Another example came in the wake of the 2008 GFC. In 2009, ASIC temporarily relaxed fundraising disclosure requirements, allowing struggling juniors to raise quick equity through rights issues and placements. The timing couldn’t have been better. By 2010, commodity prices were surging again, and juniors who had managed to survive were suddenly takeover targets or riding high on new discoveries.

In both cases, modest regulatory flexibility acted as a match to dry kindling. Today, with global tailwinds like the energy transition and geopolitical rearmament driving long-term demand for Australian minerals, these new IPO changes could play a similar role if the mining cycle is indeed poised to turn.

So, is this the bottom of the cycle? Hindsight has perfect 20/20 vision. But we are seeing some classic signs: M&A is heating up, majors are sniffing around juniors again, and cost-cutting is already elevated. There’s a growing belief among seasoned market participants that we’re entering the “smart money” phase, where long-term investors start to quietly accumulate positions in quality projects, anticipating the next leg up.
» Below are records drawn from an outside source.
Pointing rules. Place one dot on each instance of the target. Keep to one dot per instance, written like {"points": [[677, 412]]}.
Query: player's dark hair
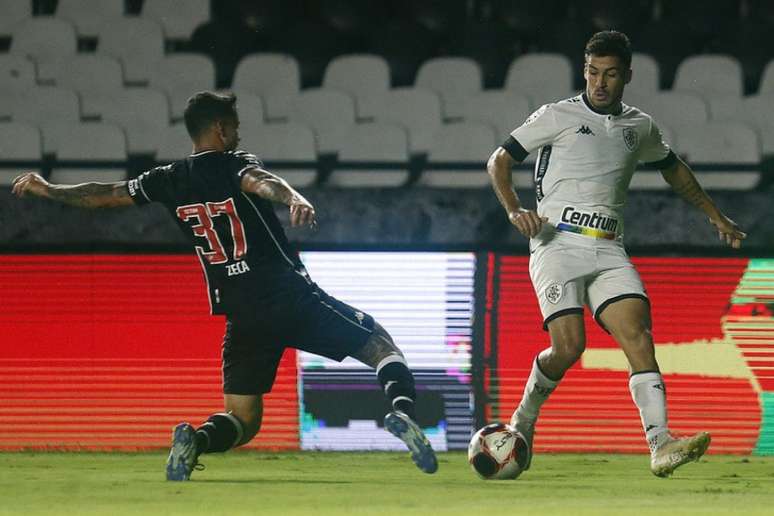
{"points": [[206, 108], [610, 43]]}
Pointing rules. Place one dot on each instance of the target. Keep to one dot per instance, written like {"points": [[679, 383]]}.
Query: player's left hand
{"points": [[30, 183], [728, 231], [302, 213]]}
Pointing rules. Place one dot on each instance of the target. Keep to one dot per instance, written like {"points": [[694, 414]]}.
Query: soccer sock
{"points": [[398, 383], [537, 390], [219, 433], [649, 394]]}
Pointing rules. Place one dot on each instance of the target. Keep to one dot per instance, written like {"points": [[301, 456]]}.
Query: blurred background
{"points": [[383, 114]]}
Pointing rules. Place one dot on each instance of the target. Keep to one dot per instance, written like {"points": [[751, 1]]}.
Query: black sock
{"points": [[219, 433], [398, 384]]}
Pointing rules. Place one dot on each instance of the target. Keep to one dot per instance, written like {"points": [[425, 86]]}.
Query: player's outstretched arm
{"points": [[266, 185], [85, 195], [499, 166], [684, 183]]}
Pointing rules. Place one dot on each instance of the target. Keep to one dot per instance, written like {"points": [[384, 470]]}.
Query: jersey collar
{"points": [[595, 110]]}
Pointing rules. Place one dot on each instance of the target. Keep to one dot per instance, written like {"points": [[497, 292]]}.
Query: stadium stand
{"points": [[18, 142], [88, 16], [385, 143]]}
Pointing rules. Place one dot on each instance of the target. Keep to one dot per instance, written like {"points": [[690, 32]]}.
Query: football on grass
{"points": [[498, 452]]}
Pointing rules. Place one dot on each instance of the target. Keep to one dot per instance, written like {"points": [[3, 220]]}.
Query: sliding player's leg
{"points": [[628, 320]]}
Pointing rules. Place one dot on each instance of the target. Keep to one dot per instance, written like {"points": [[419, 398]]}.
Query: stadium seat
{"points": [[20, 142], [96, 78], [416, 109], [14, 13], [360, 75], [17, 73], [284, 142], [455, 79], [464, 142], [674, 108], [174, 144], [88, 142], [645, 76], [177, 23], [44, 39], [330, 113], [142, 113], [88, 16], [503, 110], [709, 74], [373, 142], [180, 76], [542, 77], [273, 77], [137, 43], [720, 143]]}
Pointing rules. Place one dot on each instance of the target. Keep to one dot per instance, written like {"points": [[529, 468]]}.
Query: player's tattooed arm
{"points": [[528, 222], [85, 195], [684, 183], [266, 185]]}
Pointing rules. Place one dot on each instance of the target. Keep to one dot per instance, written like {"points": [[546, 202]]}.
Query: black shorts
{"points": [[296, 314]]}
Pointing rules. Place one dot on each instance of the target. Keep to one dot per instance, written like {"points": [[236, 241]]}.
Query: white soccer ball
{"points": [[498, 452]]}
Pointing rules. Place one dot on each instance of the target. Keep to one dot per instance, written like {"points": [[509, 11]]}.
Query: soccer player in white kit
{"points": [[588, 147]]}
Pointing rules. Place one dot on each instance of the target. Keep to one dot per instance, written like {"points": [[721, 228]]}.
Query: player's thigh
{"points": [[328, 327], [558, 276], [250, 358]]}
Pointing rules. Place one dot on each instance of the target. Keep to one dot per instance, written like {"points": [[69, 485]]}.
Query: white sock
{"points": [[537, 390], [649, 394]]}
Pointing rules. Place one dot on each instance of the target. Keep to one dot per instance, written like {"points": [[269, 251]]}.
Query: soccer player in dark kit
{"points": [[222, 199]]}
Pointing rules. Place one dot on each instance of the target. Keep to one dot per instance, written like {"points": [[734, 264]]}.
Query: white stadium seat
{"points": [[417, 110], [88, 16], [174, 144], [645, 76], [181, 75], [503, 110], [137, 43], [284, 142], [14, 13], [142, 113], [463, 142], [178, 20], [373, 142], [674, 108], [18, 142], [330, 113], [709, 74], [273, 77], [360, 75], [88, 142], [17, 73], [44, 39], [543, 77], [455, 79]]}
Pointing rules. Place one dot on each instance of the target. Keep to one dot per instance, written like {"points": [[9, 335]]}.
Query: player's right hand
{"points": [[30, 183], [528, 222]]}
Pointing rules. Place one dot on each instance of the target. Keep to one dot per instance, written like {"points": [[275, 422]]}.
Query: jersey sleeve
{"points": [[655, 152], [538, 130], [155, 185]]}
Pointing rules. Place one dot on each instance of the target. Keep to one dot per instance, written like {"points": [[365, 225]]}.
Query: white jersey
{"points": [[585, 163]]}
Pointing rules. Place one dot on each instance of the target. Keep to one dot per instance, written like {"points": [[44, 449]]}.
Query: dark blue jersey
{"points": [[236, 235]]}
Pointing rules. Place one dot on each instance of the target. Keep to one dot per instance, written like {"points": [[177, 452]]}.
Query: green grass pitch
{"points": [[377, 483]]}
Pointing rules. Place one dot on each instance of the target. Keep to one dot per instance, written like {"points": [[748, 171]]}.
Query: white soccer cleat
{"points": [[527, 429], [676, 452], [405, 429]]}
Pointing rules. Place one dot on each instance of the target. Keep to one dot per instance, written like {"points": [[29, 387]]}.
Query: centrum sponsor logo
{"points": [[591, 220]]}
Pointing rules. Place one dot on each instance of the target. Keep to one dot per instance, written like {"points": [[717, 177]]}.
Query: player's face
{"points": [[229, 130], [605, 80]]}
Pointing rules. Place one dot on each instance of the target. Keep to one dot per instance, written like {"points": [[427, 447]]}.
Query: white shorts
{"points": [[566, 277]]}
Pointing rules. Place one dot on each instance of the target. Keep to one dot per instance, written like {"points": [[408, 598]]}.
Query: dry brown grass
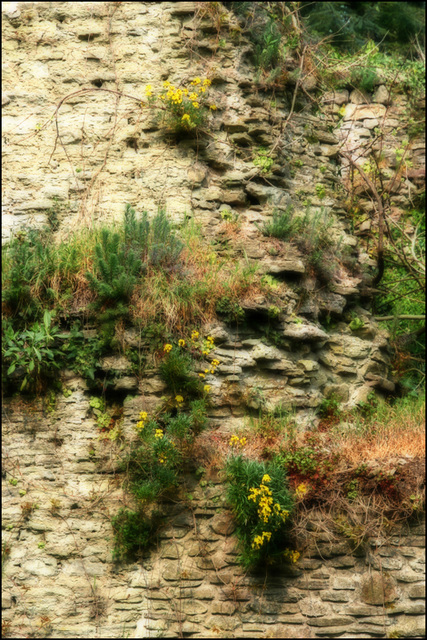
{"points": [[187, 296], [396, 432]]}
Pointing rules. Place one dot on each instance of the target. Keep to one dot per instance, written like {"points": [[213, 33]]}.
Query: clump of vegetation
{"points": [[133, 533], [283, 225], [262, 505], [31, 355], [183, 109]]}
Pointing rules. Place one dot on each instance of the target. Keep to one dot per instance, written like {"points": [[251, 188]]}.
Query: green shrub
{"points": [[28, 262], [31, 354], [262, 505], [282, 226], [329, 407], [176, 370], [230, 310], [115, 270], [133, 532], [165, 247]]}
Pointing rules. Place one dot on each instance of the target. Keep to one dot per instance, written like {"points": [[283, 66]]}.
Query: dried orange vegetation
{"points": [[397, 431], [188, 294]]}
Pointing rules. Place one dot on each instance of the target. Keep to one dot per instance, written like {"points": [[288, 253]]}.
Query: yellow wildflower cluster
{"points": [[266, 505], [301, 490], [184, 102], [208, 346], [142, 419], [292, 555], [235, 441], [259, 540]]}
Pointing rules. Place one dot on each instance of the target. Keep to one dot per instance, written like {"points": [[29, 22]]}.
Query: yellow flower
{"points": [[234, 440], [292, 555], [301, 489]]}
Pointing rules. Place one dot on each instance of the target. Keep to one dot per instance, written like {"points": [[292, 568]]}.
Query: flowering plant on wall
{"points": [[184, 108]]}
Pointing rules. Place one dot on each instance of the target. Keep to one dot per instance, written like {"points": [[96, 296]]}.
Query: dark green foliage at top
{"points": [[352, 24]]}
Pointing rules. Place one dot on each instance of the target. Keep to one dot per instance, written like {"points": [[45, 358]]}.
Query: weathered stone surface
{"points": [[382, 95], [304, 332], [378, 588]]}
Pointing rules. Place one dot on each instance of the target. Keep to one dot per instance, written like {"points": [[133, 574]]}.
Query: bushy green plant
{"points": [[176, 370], [262, 506], [230, 310], [31, 354], [133, 532], [28, 261], [115, 270], [82, 355], [282, 226], [165, 247], [263, 160], [329, 407]]}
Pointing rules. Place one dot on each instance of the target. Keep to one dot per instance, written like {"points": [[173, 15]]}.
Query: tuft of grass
{"points": [[387, 431]]}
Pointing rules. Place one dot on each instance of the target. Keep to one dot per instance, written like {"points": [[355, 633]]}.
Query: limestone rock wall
{"points": [[104, 152], [61, 488]]}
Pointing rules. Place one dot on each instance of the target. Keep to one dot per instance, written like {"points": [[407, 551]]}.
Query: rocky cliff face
{"points": [[100, 151]]}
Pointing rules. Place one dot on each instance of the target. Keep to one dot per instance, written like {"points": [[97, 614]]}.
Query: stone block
{"points": [[378, 588]]}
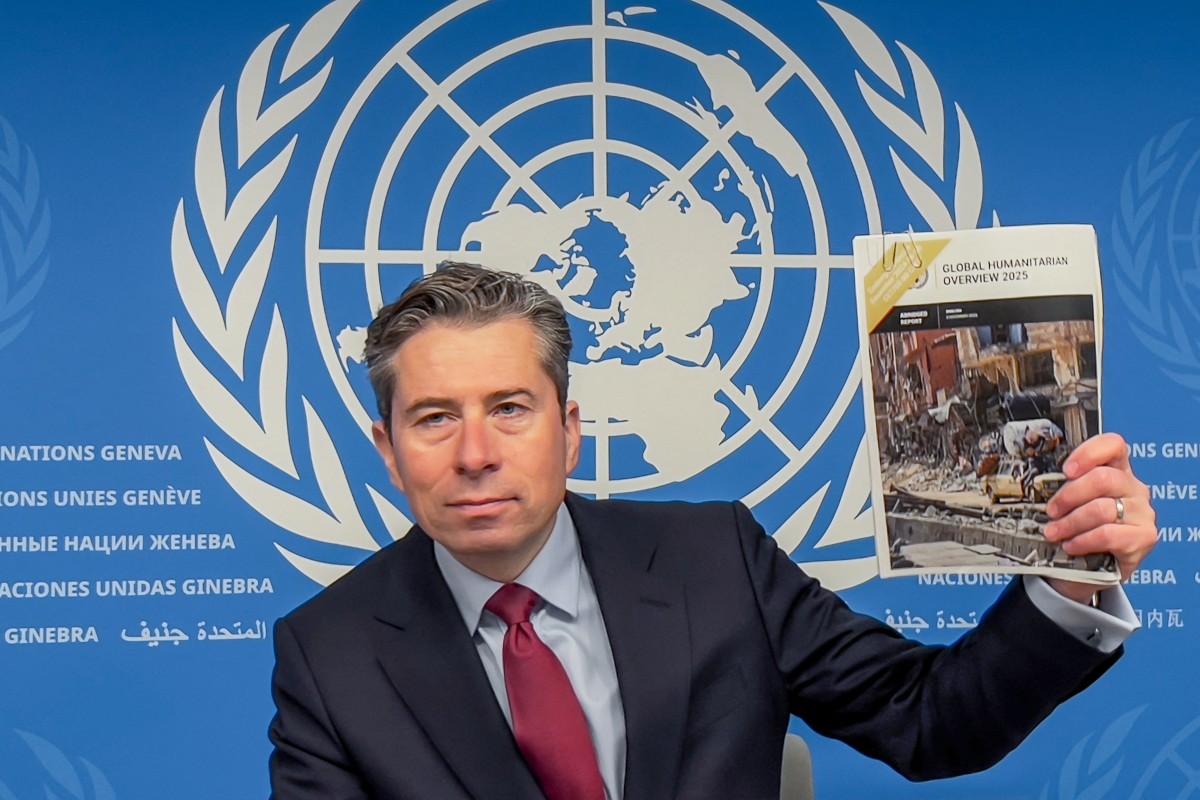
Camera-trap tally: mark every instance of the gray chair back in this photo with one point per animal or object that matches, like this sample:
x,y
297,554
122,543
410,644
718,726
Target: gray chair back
x,y
796,780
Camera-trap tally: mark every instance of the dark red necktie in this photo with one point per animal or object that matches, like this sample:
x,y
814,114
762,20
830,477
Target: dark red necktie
x,y
547,721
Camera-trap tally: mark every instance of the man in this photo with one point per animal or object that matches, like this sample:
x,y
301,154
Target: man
x,y
683,637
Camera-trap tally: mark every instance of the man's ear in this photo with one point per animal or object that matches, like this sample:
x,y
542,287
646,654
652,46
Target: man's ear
x,y
382,434
571,427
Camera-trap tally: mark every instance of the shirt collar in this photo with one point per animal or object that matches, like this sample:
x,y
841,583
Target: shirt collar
x,y
553,573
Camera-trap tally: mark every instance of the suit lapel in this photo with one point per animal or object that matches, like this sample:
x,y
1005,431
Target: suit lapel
x,y
647,623
431,660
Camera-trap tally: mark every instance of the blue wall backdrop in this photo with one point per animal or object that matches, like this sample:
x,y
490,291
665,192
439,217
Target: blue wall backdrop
x,y
201,204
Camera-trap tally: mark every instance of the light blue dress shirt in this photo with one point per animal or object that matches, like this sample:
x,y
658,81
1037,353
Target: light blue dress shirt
x,y
569,621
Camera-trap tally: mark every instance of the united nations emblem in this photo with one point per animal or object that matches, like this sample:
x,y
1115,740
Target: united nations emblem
x,y
24,232
678,176
1156,236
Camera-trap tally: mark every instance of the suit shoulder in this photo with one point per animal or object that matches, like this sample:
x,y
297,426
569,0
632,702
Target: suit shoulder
x,y
665,518
351,594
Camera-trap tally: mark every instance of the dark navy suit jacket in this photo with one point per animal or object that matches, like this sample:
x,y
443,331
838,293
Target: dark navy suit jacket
x,y
718,638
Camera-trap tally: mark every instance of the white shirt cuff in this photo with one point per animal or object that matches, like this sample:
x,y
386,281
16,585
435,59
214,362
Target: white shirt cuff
x,y
1104,629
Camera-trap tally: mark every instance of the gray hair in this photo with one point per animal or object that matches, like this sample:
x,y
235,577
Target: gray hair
x,y
468,295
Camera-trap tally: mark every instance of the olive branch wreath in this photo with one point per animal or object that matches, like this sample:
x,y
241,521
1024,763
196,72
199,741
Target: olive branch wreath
x,y
925,136
225,325
1092,780
1158,323
63,779
24,230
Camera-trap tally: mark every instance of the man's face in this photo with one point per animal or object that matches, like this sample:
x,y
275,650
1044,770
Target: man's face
x,y
479,444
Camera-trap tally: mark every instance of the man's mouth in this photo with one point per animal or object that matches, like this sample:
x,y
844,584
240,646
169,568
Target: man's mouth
x,y
480,505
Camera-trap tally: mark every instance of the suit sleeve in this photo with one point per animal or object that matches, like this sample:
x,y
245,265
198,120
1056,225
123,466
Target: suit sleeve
x,y
928,711
309,761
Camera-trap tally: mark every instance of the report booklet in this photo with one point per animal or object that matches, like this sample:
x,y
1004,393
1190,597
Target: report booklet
x,y
982,373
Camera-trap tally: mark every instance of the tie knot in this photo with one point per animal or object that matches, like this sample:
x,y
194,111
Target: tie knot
x,y
513,603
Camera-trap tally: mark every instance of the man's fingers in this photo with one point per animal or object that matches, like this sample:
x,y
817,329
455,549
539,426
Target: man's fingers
x,y
1097,512
1097,482
1128,543
1103,450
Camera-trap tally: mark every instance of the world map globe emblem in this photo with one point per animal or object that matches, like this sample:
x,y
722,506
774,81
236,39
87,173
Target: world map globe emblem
x,y
642,181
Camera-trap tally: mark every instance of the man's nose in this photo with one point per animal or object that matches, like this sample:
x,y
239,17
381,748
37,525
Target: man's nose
x,y
478,450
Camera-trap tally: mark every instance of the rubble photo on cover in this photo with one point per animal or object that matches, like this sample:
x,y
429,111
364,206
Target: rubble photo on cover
x,y
973,426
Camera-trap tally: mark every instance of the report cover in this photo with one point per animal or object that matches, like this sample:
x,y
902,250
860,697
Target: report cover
x,y
983,373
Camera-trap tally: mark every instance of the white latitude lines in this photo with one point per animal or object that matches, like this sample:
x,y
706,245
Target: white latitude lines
x,y
599,100
473,131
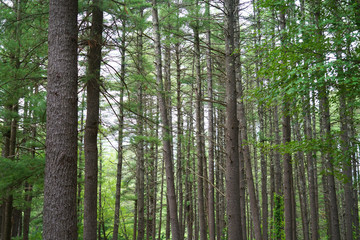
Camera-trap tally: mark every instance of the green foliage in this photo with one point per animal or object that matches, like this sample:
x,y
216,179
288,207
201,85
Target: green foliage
x,y
14,173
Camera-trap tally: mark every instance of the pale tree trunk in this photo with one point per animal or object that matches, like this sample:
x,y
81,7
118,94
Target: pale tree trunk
x,y
301,182
188,183
326,136
231,128
140,175
211,203
255,212
60,221
199,136
310,159
28,187
242,178
289,216
166,134
120,136
92,123
179,139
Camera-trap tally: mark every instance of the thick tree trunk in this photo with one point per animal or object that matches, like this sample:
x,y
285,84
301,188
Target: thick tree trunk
x,y
92,123
167,152
140,174
211,203
301,182
120,136
199,136
232,128
60,215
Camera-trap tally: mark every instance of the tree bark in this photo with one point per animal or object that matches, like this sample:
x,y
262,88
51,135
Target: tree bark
x,y
166,134
211,203
60,215
232,128
120,136
92,123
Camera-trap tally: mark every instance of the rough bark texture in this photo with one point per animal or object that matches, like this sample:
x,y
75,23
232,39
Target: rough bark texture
x,y
232,129
211,203
120,139
140,144
199,137
167,153
92,123
60,216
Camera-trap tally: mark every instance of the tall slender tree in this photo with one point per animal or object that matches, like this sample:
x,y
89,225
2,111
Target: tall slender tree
x,y
60,215
166,134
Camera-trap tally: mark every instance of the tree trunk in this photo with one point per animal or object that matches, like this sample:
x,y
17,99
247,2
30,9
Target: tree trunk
x,y
140,175
199,136
232,129
92,123
211,203
60,215
120,136
167,153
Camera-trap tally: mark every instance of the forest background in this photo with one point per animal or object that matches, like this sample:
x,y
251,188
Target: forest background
x,y
195,119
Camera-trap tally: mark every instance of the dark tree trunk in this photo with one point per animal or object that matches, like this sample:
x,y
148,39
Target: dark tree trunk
x,y
211,203
120,137
301,182
232,129
199,136
60,215
167,152
92,123
140,174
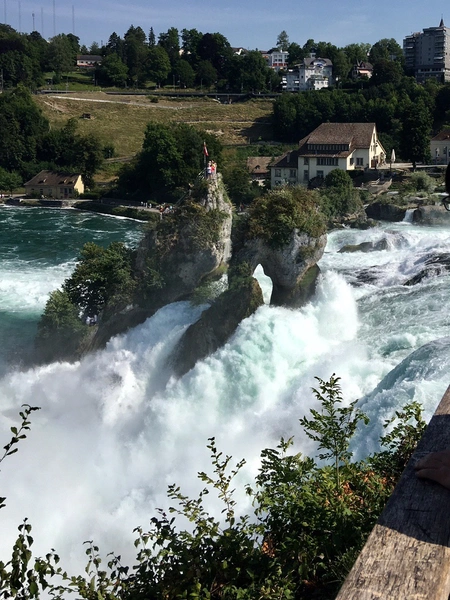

ASIC’s reforms, though not directly targeted at the resources sector, are perfectly timed to capitalise on this potential turning point. If confidence returns to the market and the IPO market starts to flourish again, it could mark the beginning of a new chapter for Australia’s junior explorers and beyond.

Of course, these reforms aren’t a silver bullet. Global macro risks remain, commodity prices are still volatile, and not every proposed exploration programme is the most deserving of limited available capital. But by making it easier and fairer to raise funds via an IPO and engage investors, ASIC has at least tilted the playing field back toward growth.

For those watching the mining clock, that’s worth paying attention to because, as possibly the most quoted person once quipped, “history doesn’t repeat itself, but it often rhymes”. So, when the rules change, and the timing is right, its not unreasonable to foresee better times ahead.